Loan repayments, renewals and limits
The rate of loan repayments decreased, and loan renewals or extensions increased. The 14 percent of lenders who reported increases in the rate of loan repayment were more than offset by the 34 percent who noted decreases. Minnesota agricultural lenders were the most upbeat, with 27 percent indicating higher rates of loan repayment; 23 percent reported slower rates of repayment. In contrast, two-thirds of Montana respondents reported decreases, and none reported increases in repayment rates.
At the same time, 30 percent of all district respondents noted increases in loan renewals or extensions and 10 percent decreases. In Montana three-quarters of lenders observed more ranchers renewing and extending loans. "We have done more loan extensions than usual due to a poor irrigated malt barley crop in our area," commented a Montana lender.

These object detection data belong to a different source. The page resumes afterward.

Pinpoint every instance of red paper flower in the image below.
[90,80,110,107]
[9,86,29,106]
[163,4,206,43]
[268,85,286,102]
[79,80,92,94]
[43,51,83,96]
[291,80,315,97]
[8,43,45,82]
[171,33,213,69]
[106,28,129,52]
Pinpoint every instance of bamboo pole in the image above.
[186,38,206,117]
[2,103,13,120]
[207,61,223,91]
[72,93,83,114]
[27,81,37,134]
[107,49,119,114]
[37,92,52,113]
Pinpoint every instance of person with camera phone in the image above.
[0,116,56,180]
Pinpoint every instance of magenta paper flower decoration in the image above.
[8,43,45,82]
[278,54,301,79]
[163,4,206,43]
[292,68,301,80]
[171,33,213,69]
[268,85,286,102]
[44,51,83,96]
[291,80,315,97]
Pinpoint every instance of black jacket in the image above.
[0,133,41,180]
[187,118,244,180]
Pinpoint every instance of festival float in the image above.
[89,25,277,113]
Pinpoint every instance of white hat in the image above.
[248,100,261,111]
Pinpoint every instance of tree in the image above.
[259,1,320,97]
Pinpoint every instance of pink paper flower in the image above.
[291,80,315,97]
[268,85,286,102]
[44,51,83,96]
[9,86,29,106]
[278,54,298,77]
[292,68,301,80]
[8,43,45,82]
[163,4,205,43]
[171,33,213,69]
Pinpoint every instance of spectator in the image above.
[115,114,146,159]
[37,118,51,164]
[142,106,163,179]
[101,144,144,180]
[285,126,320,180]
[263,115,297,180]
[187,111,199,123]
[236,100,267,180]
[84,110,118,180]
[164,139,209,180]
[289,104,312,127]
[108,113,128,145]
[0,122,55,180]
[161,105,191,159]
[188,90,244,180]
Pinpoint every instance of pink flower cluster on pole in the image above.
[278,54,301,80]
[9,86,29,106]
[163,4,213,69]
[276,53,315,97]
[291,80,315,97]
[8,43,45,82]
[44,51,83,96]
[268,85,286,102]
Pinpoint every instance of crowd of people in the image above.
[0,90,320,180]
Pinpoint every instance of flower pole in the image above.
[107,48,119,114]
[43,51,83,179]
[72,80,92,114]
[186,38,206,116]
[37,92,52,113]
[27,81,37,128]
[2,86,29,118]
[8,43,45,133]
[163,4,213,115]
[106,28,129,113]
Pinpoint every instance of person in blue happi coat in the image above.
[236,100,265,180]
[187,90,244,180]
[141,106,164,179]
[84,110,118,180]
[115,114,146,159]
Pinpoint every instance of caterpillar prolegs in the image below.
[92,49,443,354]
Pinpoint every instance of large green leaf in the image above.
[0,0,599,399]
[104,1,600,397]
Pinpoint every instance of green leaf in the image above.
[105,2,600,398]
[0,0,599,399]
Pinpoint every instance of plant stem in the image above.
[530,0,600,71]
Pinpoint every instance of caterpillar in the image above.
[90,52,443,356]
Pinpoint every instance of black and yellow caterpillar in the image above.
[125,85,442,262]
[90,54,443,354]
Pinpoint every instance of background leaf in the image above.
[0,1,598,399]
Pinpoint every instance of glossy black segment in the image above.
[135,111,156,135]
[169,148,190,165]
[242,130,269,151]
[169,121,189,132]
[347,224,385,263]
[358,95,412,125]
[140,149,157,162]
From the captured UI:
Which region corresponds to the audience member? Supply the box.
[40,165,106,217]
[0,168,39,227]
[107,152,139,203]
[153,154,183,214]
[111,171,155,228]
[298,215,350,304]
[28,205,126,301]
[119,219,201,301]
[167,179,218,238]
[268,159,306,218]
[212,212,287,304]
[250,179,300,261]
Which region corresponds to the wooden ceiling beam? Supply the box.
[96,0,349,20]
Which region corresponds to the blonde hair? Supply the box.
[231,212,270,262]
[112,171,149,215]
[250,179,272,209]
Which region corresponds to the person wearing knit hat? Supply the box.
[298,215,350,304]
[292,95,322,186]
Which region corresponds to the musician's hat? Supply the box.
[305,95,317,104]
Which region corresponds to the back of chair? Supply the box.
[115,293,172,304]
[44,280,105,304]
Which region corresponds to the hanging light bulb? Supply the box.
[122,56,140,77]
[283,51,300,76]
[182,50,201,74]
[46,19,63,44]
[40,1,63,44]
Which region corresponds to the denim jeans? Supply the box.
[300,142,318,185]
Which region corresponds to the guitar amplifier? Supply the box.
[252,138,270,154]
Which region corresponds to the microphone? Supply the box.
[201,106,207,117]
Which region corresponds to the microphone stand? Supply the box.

There is a limit to the amount that agricultural customers can borrow. District respondents reported that 23 percent of their farm and ranch customers were at their loan limitfrom a high of 34 percent in Montana down to 18 percent in South Dakota.
Demand for loans, required collateral and interest rates
Overall loan demand was level during the first quarter; the number of respondents who indicated increased loan demand about equaled the number reporting decreased demand. Meanwhile, one of five lenders said that collateral requirements increased, while only 1 percent indicated decreasing requirements. Average interest rates on fixed loans dropped about a third of a percent from fourth quarter of 2002 to first quarter of 2003. "Most farmers are becoming debt-conscious and fearful that rates will rise within the next 18 months," commented a South Dakota banker. Almost all respondents indicated that they had no shortage of funds to lend.
Overall land prices continued to increase. "The only bright economic condition is the demand for agricultural real estate," wrote a banker from South Dakota. District farmland and ranchland prices increased an average of 12 percent and 13 percent, respectively, from a year ago. Average farmland price increases varied across the district from a 5 percent increase in Wisconsin to a 22 percent increase in Minnesota. A cautionary note: Real estate prices can vary significantly, not only from state to state or county to county, but even within a county.
Agricultural income was expected to decrease in the second quarter of 2003 for all district states. Across the district, 42 percent of respondents anticipated lower income, while only 7 percent expected higher income. In Montana and western Wisconsin, two-thirds of respondents forecast decreased income.
"Outlook is very poor," reported a Wisconsin lender. "Fertilizer and fuel prices will squeeze 2003 farm margins," commented a North Dakota banker.
This expected reduction in income affects other areas: 48 percent of district respondents anticipated lower levels of capital spending, and 8 percent predicted increased spending. In addition, loan demand, renewals and extensions were expected to increase in the second quarter of 2003.